The
New York Times political memo stating
Women Feeling Freer to Suggest 'Vote for Mom' sets up the age-old stereotype of domestic softie vs. qualified leader.
"For a long time women seeking high office, particularly executive office, were advised to play down their softer, domestic side, and play up their strength and qualifications. Focus groups often found voters questioning whether women were strong enough, tough enough, to lead."
The
Times suggests that the latest generation of voters is able to overcome reluctance about electing women, but I still feel that the piece reinforces the limited notion of motherhood as a sentimental, soft cushion of domesticity.
The American Prospect Online goes all out to bash female politicians for using motherhood as a qualification for leadership in
The Mommy Mantra: What female politicians lose when they brand themselves as mothers.Dana Goldstein criticizes Hillary Clinton's appearance on
The View by saying, "It was a new articulation of the mommy mantra -- the idea that what qualifies women for politics isn't their intelligence, their experience, their policy proposals, or even their character, but rather their inherent identities as feminine caretakers."

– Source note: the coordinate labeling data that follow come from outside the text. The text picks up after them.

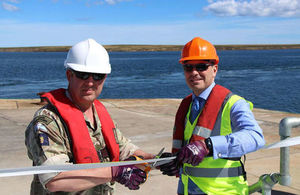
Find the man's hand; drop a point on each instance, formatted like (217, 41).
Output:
(193, 153)
(129, 175)
(171, 168)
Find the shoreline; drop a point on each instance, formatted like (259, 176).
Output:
(140, 48)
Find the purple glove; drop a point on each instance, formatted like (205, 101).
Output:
(171, 168)
(128, 175)
(193, 153)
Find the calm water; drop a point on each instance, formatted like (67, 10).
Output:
(268, 78)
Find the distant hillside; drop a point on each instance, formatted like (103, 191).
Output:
(149, 48)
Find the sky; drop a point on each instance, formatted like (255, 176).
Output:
(26, 23)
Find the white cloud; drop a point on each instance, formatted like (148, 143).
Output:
(9, 7)
(279, 8)
(281, 31)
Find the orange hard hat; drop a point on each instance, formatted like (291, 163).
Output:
(199, 49)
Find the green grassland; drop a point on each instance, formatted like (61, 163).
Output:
(124, 48)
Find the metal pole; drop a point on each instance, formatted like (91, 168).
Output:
(285, 126)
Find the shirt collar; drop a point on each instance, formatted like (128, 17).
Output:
(206, 92)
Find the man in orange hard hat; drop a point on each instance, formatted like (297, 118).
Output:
(213, 129)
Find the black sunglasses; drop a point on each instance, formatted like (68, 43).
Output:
(86, 75)
(199, 67)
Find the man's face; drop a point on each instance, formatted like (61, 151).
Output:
(84, 91)
(199, 80)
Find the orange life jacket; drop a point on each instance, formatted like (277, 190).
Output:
(82, 147)
(207, 117)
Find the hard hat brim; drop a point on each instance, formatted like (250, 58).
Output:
(83, 68)
(182, 60)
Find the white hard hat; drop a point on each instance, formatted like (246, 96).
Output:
(88, 56)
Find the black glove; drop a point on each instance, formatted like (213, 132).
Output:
(171, 168)
(129, 175)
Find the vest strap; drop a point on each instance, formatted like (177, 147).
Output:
(214, 172)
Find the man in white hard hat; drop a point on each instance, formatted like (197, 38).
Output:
(74, 127)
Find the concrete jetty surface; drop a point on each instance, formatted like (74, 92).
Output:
(148, 123)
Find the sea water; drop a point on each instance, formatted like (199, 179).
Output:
(268, 78)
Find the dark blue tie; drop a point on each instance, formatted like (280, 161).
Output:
(197, 105)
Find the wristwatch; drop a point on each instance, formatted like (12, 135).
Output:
(209, 146)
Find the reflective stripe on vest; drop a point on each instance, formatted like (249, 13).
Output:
(216, 176)
(214, 172)
(202, 131)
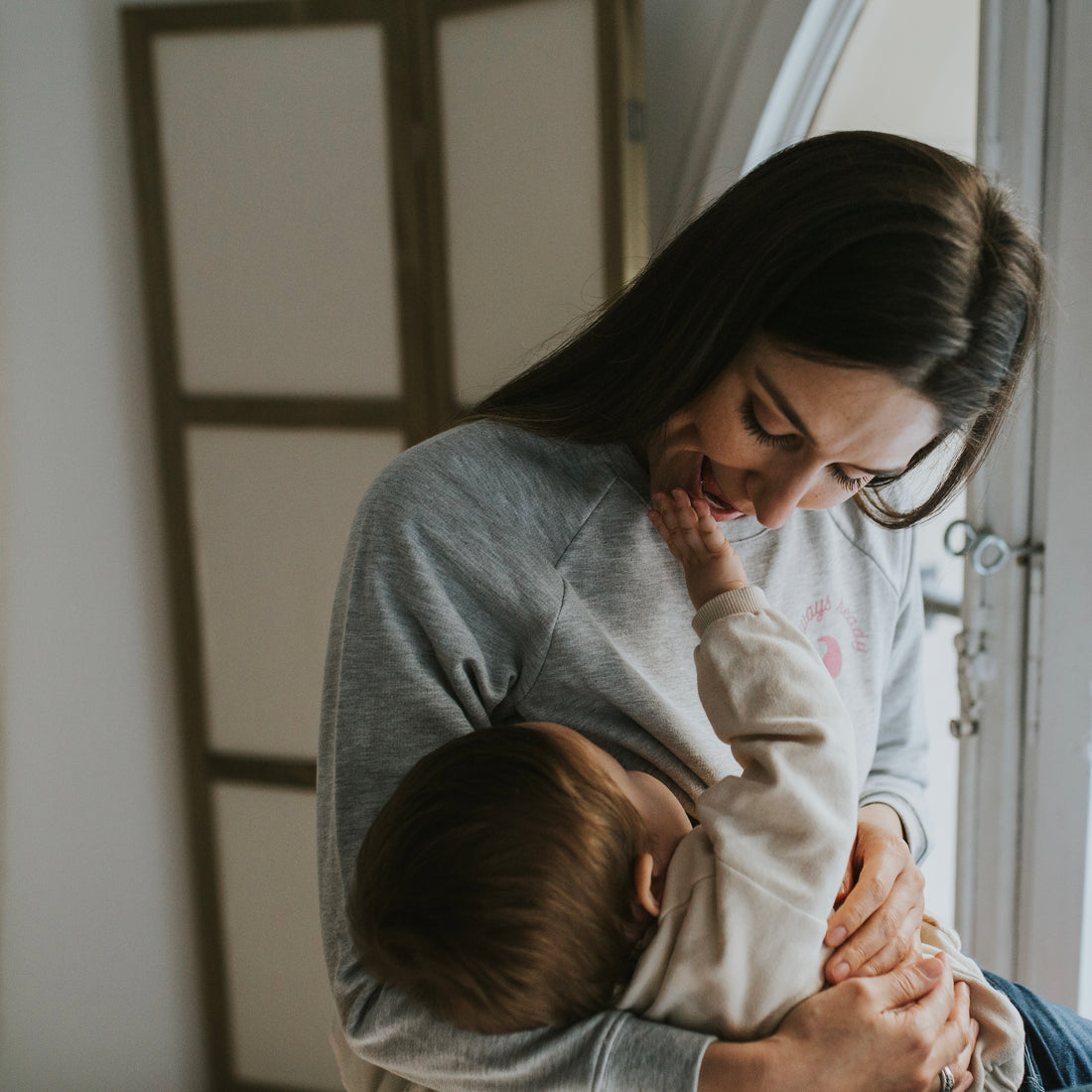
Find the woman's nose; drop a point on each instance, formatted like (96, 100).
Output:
(775, 495)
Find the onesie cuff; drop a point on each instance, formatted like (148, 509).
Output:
(644, 1056)
(750, 600)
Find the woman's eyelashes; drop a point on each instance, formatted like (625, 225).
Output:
(783, 440)
(787, 441)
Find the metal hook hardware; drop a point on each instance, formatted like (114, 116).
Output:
(989, 552)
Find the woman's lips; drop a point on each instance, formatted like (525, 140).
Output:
(721, 508)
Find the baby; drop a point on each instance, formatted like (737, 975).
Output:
(521, 877)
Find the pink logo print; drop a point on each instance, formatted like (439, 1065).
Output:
(831, 655)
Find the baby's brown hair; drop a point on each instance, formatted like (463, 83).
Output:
(495, 886)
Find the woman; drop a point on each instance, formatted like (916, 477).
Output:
(852, 307)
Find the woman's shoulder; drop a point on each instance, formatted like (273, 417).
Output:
(482, 477)
(891, 550)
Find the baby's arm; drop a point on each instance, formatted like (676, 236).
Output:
(709, 561)
(741, 936)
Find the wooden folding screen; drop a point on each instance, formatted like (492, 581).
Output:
(355, 217)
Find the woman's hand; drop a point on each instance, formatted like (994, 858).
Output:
(876, 925)
(887, 1033)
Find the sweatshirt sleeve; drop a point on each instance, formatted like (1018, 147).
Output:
(898, 772)
(426, 644)
(741, 937)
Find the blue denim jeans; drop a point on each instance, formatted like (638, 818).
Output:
(1058, 1044)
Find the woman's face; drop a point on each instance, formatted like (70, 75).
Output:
(778, 432)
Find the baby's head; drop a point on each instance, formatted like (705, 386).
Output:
(506, 882)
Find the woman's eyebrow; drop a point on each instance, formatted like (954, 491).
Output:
(794, 418)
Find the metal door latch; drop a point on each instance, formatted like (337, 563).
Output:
(990, 553)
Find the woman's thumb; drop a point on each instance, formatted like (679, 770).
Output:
(912, 981)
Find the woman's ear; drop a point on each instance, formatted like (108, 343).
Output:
(644, 884)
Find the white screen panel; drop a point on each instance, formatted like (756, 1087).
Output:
(522, 172)
(280, 210)
(271, 516)
(280, 1003)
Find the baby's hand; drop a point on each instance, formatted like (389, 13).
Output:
(709, 561)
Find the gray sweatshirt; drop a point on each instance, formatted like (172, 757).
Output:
(490, 576)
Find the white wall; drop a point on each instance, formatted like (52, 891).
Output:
(97, 980)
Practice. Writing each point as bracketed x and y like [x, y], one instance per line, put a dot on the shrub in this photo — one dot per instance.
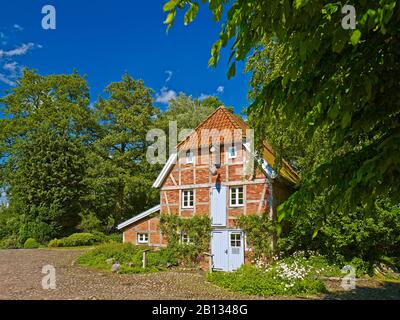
[275, 281]
[31, 243]
[10, 242]
[126, 254]
[197, 228]
[54, 243]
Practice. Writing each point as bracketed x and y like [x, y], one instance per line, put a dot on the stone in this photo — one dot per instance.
[115, 267]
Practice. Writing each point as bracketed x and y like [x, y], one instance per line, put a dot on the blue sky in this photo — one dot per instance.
[103, 39]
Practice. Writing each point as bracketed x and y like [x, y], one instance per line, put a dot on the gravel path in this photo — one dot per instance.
[21, 278]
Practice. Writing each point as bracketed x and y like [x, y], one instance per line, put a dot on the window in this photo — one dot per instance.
[236, 241]
[142, 238]
[232, 152]
[185, 239]
[189, 157]
[187, 198]
[236, 196]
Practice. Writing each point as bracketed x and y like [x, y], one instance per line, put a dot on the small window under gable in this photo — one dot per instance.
[142, 238]
[187, 199]
[189, 157]
[236, 196]
[185, 239]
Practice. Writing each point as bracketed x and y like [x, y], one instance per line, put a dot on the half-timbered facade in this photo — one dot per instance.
[214, 172]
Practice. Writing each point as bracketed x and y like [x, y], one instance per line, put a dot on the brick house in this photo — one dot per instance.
[211, 173]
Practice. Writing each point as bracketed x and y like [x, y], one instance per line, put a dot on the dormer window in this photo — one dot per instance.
[232, 152]
[189, 157]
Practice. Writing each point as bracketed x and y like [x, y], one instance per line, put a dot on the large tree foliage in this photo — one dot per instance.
[328, 99]
[46, 124]
[120, 171]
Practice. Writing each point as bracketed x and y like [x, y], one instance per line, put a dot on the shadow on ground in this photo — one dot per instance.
[369, 290]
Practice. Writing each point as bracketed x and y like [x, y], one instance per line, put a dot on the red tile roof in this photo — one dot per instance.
[222, 120]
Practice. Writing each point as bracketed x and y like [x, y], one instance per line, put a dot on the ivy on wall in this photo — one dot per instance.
[198, 229]
[259, 230]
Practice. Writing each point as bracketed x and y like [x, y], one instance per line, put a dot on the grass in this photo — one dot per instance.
[292, 276]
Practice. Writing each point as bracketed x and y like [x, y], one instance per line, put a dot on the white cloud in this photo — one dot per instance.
[5, 80]
[18, 27]
[19, 51]
[165, 95]
[203, 96]
[11, 67]
[169, 75]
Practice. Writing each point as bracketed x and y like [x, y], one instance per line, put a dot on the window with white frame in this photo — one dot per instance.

I realize that when we try to bring motherhood into the political sphere, we are going up against age-old gender roles and stereotypes such as the
Victorian "Angel in the House." But let's not be content to stop there. Let's insist on rewriting these images. I believe that the experience of motherhood is valid life and leadership experience that will inform public policy, that shapes character, in a very legitimate way.
I want leaders who have done the down and dirty work of family management and caretaking. Not studied as a white paper, but lived with all the complexity of family life, budgeting, and prioritizing. I would argue for a much higher diversity of experience in our government. What do we lose if our representation is overwhelmingly drawn from the legal profession? What would we gain if we had more doctors, farmers, teachers, nonprofit leaders, or pastors who went into public service at some point in their lives. And yes, MOTHERS, fathers, and primary caretakers.
Even if it's an
urban legend that former President George H. W. Bush was amazed when he was shown a supermarket scanner in 1988, you can be sure it's been a long time, if ever, that any of our Presidents have bought their own groceries and cooked a meal. I would love to see more leaders emerge from families who have had to stretch to buy enough groceries to last until the next paycheck, to navigate the maze of insurance carriers in a health crisis. Military families who have children serving in the armed forces. Families for whom the stakes are high.
Nancy Pelosi has raised five children. She entered Congress in 1987 when her youngest was a teenager. So even though it's been a few years since she's run a household, and even though she was from a financially secure family, I believe her experiences as a mother inform her leadership in a profound way.
Motherhood is a sentimental idea in our culture, but it is not a sentimental day-to-day existence. The
Women Hold Up Half the Sky image in this blog posting is from the page of
facts about Women at Risk, from the Rehydration Project. The illustration of a day's work for most poor women is an important reminder of the resources that most American women have access to.
For me, motherhood has been the most politicizing force in my life, as I wrote about recently on
Literary Mama and the final chapter of
Mojo Mom. This issue also recalls for me the first blog posting I ever wrote,
What Does A Mojo Mom Look Like? back in September 2003 that described my search for an image that would illustrate the new concept of a Mojo Mom.
In my world of ideas, VOTE FOR MOM can = "Vote for experience, intelligence, power, and competence." We just need the right translator.